Seriously, step back and think of that. While I feel like I could argue about slight exceptions and exemptions, the core of it? Has no answer. What comes next? Echos deeply, for many of us:
Given all of this, it is clear that most political struggles at the moment amount to a war over time. The generalised debt crisis that hangs over all areas of capitalist life and culture – from banks to housing and student funding – is ultimately about time. Averting the alleged catastrophe (of the end of capitalism) will heighten the apocalyptic temporality of everyday life, as the anticipation of catastrophe gives way to a sense that we are already living through the catastrophe and it, like work, will never end.
But it goes beyond work:
The consequence is a strange kind of existential state, in which exhaustion bleeds into insomniac overstimulation (no matter how tired we are, there is still time for one more click) and enjoyment and anxiety co-exist (the urge to check emails, for instance, is both something we must do for work and a libidinal compulsion, a psychoanalytic drive that is never satisfied no matter how many messages we receive).
Here’s a secret. One of the most calming things I know is the closing of the doors on an aircraft. When that happens, it’s a raising of drawbridges, a closing of doors, an acceptable ceasing of activity. It’s often preludes the most productive times I have.

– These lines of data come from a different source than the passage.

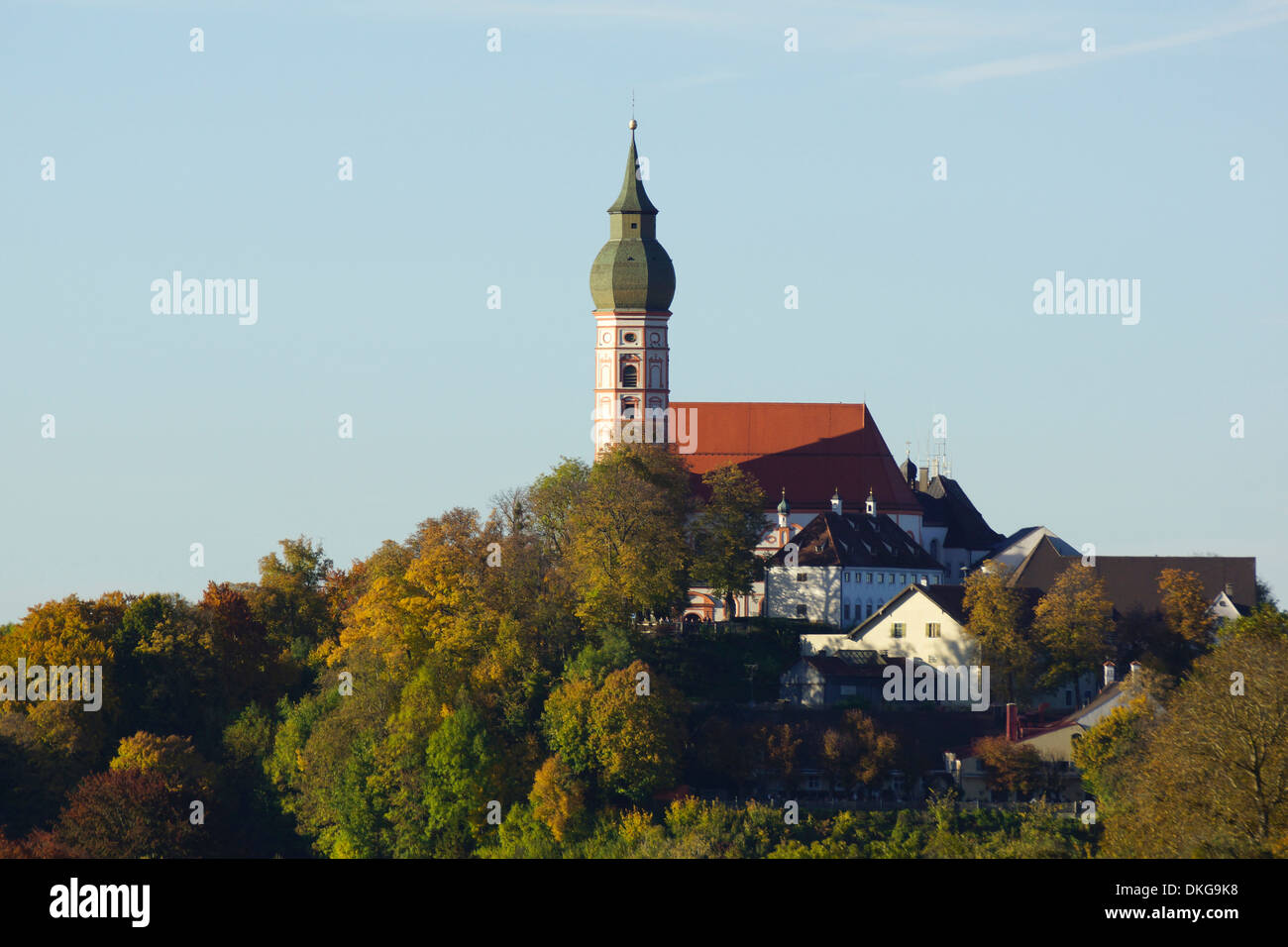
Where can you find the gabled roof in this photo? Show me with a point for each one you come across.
(948, 598)
(1112, 693)
(1021, 543)
(832, 667)
(807, 450)
(1131, 581)
(857, 540)
(945, 504)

But really? It’s meaningless. I should be able to create those conditions on my own, no? What stops me from raising the drawbridge, closing the doors, and ignoring the world for a bit?
Except for everything.
August 6th, 2012
Continuing on a theme:
“Basically, saying “both sides do it” is a form of trolling. In almost every case, when a Very Serious Person says “both sides do it,” “both sides are to blame” or any of its variants, it is to shut down discussion, not to bring it to a deeper, more nuanced level. (There are exceptions, but they are few. We’ll delve into this further in future posts.) Obsessing about “tone” and other cosmetics serves the same function. ‘Sensible Centrism’ is very popular because it gives the appearance of wisdom, objectivity, independence, impartiality and so on without having to commit to much of anything.”
August 2nd, 2012
This explains it, top to bottom:
“This isn’t about mutual tolerance because there’s nothing mutual about it. If we agree to disagree on this issue, you walk away a full member of this society and I don’t. There is no “live and let live” on this issue because Dan Cathy is spending millions to very specifically NOT let me live. I’m not trying to do that to him.”
And really, it’s helpful to see what kind of people will go out of their way to support bigotry. It’s more than one might guess, nevermind might hope.